The high density foam isolation works exceptionally well, but, the computer case feet are compressing it, thus reducing effectiveness. I will work on a solution where the foam and also possibly a fibre material is sandwiched between two solid wood or composite layers, this should spread the weight and resolve the compression. So far the sound isolation using this method is night and day, anyone with a NAS or external drive could easily benefit from this. Without this isolation, the thumping noise is immediately apparent and very annoying! incredible how it seemingly eliminates this so effectively.
 
I use one of these and am unhappy at how it sounds, like it wants to wear itself out. It's in an NVR and has been running fine for about a year. The NVR is in a place where it's not heard. If I had to listen to it I'd go nuts a bit faster than the current rate of going nuts.
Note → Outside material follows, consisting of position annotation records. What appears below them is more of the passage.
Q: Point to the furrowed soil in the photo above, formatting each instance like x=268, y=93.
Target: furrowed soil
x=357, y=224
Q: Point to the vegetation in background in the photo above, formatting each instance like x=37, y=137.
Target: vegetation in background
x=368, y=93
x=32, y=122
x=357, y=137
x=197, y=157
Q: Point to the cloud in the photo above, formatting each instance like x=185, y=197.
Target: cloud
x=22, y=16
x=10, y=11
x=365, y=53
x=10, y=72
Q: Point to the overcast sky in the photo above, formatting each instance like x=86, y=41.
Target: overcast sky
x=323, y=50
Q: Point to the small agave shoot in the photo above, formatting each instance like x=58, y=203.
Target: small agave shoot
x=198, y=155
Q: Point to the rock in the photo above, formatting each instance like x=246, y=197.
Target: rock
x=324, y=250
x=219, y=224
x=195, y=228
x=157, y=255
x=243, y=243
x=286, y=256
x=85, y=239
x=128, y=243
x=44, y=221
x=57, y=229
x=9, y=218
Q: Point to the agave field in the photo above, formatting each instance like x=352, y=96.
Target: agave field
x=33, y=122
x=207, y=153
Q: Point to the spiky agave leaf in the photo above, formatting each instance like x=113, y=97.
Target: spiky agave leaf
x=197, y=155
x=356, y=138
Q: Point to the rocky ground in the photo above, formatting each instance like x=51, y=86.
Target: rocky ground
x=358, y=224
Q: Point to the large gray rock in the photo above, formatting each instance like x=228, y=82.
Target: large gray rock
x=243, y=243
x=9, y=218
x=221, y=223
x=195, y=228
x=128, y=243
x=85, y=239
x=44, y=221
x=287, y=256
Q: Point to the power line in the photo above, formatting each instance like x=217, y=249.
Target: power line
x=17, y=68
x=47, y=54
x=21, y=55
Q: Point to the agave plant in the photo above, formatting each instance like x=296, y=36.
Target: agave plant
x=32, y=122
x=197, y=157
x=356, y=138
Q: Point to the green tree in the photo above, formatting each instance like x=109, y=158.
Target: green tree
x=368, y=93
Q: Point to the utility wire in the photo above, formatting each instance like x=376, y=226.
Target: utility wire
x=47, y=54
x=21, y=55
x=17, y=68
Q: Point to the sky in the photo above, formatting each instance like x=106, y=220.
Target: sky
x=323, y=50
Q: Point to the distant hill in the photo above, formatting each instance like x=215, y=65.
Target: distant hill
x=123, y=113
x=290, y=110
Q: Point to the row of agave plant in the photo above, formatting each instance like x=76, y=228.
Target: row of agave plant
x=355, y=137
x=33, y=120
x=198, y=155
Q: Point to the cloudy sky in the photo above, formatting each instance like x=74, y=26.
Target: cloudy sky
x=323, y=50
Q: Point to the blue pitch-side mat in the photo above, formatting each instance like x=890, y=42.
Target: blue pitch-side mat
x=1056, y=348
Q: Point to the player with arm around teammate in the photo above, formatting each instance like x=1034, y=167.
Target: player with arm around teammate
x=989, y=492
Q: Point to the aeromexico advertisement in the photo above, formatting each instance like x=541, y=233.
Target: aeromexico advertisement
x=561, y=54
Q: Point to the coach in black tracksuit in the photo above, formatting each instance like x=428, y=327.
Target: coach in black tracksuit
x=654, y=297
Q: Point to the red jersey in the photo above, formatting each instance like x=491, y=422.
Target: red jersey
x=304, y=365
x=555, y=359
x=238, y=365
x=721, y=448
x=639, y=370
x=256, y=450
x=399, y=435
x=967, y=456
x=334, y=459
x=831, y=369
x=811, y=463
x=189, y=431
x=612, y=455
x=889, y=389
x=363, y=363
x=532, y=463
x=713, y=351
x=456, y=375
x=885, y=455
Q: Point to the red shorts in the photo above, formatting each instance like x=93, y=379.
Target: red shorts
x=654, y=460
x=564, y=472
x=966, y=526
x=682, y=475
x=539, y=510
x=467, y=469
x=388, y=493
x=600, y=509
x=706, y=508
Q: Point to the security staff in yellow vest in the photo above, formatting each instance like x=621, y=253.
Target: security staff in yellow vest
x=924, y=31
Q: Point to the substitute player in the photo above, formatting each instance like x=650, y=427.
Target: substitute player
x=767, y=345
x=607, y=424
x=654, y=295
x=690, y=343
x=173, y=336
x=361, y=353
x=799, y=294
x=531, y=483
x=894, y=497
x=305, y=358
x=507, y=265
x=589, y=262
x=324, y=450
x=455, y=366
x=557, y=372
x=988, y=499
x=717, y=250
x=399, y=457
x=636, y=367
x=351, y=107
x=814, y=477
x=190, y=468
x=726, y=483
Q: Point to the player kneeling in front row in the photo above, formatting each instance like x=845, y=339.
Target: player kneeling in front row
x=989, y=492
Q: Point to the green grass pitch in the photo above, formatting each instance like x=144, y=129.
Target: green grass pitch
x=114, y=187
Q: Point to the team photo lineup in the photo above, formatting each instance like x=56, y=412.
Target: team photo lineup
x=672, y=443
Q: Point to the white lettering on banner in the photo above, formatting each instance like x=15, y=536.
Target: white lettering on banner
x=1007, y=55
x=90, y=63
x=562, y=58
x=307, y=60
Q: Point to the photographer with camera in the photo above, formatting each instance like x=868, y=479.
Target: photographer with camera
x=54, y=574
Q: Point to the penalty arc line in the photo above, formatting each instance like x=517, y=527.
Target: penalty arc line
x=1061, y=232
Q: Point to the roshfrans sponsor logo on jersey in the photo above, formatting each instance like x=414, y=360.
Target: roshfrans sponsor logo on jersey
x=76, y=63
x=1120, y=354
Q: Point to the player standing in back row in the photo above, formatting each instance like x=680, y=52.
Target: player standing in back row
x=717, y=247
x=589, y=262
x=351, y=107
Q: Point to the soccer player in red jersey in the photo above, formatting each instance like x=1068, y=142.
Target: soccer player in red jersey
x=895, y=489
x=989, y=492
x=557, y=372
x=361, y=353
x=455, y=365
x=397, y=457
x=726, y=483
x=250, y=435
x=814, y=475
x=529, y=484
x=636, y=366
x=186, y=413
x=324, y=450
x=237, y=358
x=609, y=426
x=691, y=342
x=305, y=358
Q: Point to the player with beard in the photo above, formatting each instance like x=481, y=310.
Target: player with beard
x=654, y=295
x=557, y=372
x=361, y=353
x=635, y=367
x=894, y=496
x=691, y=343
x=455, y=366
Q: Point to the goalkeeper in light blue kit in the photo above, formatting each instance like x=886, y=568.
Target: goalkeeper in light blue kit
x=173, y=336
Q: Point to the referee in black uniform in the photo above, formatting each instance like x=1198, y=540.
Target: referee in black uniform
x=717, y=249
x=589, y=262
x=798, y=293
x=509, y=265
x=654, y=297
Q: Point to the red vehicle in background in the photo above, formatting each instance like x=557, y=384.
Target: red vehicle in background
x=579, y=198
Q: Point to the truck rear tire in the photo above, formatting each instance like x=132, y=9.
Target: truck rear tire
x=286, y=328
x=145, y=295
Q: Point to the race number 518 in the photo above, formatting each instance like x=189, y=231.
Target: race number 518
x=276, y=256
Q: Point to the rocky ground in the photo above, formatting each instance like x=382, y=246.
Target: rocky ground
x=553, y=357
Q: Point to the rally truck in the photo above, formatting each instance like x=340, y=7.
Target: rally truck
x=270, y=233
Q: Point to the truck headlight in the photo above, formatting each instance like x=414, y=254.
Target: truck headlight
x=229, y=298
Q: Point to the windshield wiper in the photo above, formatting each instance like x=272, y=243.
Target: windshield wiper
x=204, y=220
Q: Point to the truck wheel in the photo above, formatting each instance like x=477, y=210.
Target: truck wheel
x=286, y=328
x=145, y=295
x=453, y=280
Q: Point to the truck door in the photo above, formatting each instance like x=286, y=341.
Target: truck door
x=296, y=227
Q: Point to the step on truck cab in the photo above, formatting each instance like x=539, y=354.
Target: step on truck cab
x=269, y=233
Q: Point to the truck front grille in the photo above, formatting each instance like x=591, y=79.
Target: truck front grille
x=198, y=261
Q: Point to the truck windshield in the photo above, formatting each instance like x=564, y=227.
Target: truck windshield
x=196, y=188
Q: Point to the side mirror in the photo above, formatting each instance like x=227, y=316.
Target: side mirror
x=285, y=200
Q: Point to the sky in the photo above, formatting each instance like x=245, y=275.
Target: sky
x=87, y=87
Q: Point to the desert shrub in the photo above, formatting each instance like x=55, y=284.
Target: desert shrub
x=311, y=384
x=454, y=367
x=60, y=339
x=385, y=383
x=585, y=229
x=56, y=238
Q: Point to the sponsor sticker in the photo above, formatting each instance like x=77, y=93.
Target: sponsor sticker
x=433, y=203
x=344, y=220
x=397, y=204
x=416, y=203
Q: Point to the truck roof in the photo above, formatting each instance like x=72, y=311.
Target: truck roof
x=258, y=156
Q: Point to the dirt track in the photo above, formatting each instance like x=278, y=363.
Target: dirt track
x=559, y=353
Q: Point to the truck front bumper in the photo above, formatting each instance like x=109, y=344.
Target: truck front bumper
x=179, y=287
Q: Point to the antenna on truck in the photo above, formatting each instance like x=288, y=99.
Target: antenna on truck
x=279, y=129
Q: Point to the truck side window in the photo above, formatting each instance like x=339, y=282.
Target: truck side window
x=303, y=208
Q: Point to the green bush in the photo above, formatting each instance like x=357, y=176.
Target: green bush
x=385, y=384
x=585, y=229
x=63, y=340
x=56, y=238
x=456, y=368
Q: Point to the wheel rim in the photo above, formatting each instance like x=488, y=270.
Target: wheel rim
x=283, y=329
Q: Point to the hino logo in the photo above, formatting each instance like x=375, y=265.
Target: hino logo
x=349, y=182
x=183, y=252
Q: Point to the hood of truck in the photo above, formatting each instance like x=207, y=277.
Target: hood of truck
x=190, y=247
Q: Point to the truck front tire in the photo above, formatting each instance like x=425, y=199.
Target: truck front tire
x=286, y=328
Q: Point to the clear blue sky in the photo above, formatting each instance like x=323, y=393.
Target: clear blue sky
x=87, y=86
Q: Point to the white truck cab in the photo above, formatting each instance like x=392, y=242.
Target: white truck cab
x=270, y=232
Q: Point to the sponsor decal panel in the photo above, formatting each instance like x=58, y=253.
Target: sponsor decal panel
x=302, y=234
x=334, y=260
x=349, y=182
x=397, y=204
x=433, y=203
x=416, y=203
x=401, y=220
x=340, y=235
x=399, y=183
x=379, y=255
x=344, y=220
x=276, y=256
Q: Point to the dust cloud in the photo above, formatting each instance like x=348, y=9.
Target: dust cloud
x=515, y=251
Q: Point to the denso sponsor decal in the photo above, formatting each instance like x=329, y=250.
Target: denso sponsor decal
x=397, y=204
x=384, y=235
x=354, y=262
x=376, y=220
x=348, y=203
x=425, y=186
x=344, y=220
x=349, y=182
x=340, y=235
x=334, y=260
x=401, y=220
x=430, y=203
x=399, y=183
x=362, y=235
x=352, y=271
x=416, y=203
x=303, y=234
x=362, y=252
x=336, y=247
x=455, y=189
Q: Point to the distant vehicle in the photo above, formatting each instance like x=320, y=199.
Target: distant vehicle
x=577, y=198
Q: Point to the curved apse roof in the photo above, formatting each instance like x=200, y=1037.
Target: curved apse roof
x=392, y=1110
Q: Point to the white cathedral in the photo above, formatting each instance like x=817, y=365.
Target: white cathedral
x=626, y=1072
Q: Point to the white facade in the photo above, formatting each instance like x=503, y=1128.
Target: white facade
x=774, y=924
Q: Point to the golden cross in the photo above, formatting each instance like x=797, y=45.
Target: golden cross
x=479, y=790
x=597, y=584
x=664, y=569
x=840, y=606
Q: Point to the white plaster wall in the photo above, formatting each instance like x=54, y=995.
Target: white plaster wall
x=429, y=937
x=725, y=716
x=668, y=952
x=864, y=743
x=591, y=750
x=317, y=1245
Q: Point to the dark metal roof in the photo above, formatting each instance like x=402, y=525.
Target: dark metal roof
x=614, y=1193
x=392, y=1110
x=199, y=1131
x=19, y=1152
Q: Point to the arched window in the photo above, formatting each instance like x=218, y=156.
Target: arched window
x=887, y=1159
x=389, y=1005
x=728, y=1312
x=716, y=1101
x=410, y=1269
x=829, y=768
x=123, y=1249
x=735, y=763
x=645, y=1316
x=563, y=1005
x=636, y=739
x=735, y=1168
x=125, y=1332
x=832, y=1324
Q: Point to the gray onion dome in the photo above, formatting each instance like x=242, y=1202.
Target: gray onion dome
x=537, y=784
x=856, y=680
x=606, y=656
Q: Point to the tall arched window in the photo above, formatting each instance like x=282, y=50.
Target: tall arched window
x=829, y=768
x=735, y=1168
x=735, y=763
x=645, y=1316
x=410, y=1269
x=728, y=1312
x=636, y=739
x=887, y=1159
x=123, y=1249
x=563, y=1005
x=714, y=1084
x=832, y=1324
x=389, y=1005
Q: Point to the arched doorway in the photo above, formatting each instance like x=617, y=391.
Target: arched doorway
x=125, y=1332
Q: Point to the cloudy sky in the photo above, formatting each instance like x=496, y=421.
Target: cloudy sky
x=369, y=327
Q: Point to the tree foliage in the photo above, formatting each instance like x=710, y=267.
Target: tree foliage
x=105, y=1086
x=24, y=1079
Suggest trying some high density foam, and/or a second layer of fibre. In practical terms, variation on a garden kneeling pad combined with some fibre style feet used on chairs to protect hard wood floors or similar :thumb: - relatively cheap solution, OK, they might not look great but certainly effective. Not yet tested the higher density kneeling pad type 'foam', this is more rubber like and I suspect might not be as effective, more traditional foam type designs seem to decouple better. Various types of packaging foam will work well, needs to be the harder style which can be easily carved with a craft knife.